The things you see in Thailand! Yes, it was Christmas season even in Loei, Thailand.  They celebrate everything here!

 

We walked through the downtown and found the banks of the Loei River.  The bridge led to a beautiful city park.

 

There was fun to be had in Loei.

 

I sat across the street in a hipster coffee shop while my wife shopped in a fine traditional Thai textile shop across the street.

 

Yes, the hipster cool coffee shop can be found throughout the entire planet . . . even in the remote old market town of Loei.

 

Always interesting old stuff to be found in old Thai village stores.

 

Our very good, and very cheap Au Place Hotel in Loei.

 

Just a half block away from the hotel on a rural street we found this stylish Vietnamese restaurant.

 

We spent a couple nights in Loei and would venture out into the countryside in search of interesting things to see.  We found this amazing Buddhist Temple (Wat).

 

There were caves with Buddhas to explore at this wat.

 

There was this very beautiful marble temple on the wat grounds.

 

The marble temple was very interesting inside.

 

Marvelous light and reflection inside the marble wat.

 

We found this marvelous restaurant for our dinner on the second night in Loei.

 

The "elephant restaurant' interior dining area.

 

We had a fine meal in this old wooden room with traditional spirit masks hanging around.

 

Back at our hotel . . . they had the grounds lit up like a carnival!!!

 

The next morning we said good-bye to Loei and hit the road for then short drive north to the town of Chiang Khan along the Mekong River.
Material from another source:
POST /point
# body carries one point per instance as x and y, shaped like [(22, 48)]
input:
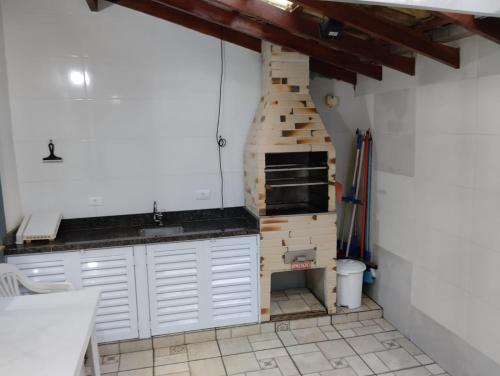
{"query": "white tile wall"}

--------------------------------------------

CHIANG KHAN

We stopped at a riverside resort as soon as we arrived at the river . . . and this was out first view of the mighty Mekong River.

 

We quickly found our charming old wooden guest house.

 

Our guest house was right on a kind of 'walking street' through the riverside village.  The Mekong River is directly behind the row of houses and shops to the left.

 

Chiang Khan is a lovely and funky old Thai town with interesting shops and bike rentals.

 

With both front and rear doors open, you can look right through this hostel to the river behind it.

 

The many shops lining the walking street had ample supplies of local handicrafts to meet the tourist demand.

 

A guest house with street side 'beer chairs' . . . perfect for people watching.  I couldn't help but notice the Brew Dog Punk IPA bottle . . . from Aberdeen, Scotland, my former residence.

 

Such an interesting and photogenic little town.

 

Some shops hung fabric against the harsh afternoon sun.

 

Each shop-front seems to have its own personality, and the photographs are like portraits.

 

Beautiful local, high quality traditional textiles.

 

There were also many shops selling the usual array of souvenir 'touristwear.'

 

There is no shortage of restaurants and places to buy good, expensive coffee.

 

I love photographing these old wooden shops . . . anywhere in the world . . . but Chiang Khan had hundreds of them, and all with amazing shapes, features, colors, and textures.

 

A beautiful shop-front portrait.  The harsh afternoon sunlight actually enhances this photo by accentuating the wood grain and colors.

 

Another fabulous paneled storefront with Chinese lanterns. Lovely.

 

Just so much to see, notice, and photograph in this sweet little riverside town.

 

There was also some very nice chalk public art here and there.

 

Sweet chalk street art.

 

A very inviting bakery . . . delicious too!

 

Thai aesthetics are always fascinating and gorgeous. It's all in the details.  Here, a detail of the interior of our guesthouse.

 

When walking around such these richly aesthetic places with a camera in hand, I am prone to take these kinds of "still life" photographs: pleasing arrangements of objects in fascinating light.

 

Another "still life" of an old art gallery.

 

A very old wall revealing ancient building techniques.

 

Wooden wall with broom and ash tray.

 

Chalk graffiti on old panel shop doors . . . there is a story here.

 

Old panel shop doors reflected in a stainless steel table.  Nice.  These "still life" photo opportunities were endless in Chiang Khan.

 

A very nice tuk-tuk, although I never saw anybody riding in one . . . everybody walked around the little town.

 

We were getting tired and sore walking around the sweet town . . . deciding what to do next . . .

 

Massage! That's what's next!!  The massage shop owner was very kind.

 

a 2 1/2 hour Thai massage will cure whatever ails you, that's for sure!  This street side massage room was so beautiful. Just breathtaking!

 

We spent part of our days walking along a path next to the Mekong River.

 

Looking across the Mekong toward the 'wild side' of Laos.

 

Riverboat ferry both local people and tourists up and down the river.

 

Mekong River boats at the ready.

 

A fisherman going home.  Surprisingly, I did not see very many fishermen out on the river.

 

The fiew upriver toward the smoky Lao hills from Chiang Khan.

 

When the sun set we headed to the night market street.


CHIANG KHAN by NIGHT

As the light faded, and the heat dissipated, it seemed that every Thai tourist in town left their guesthouse and headed to the main walking street. 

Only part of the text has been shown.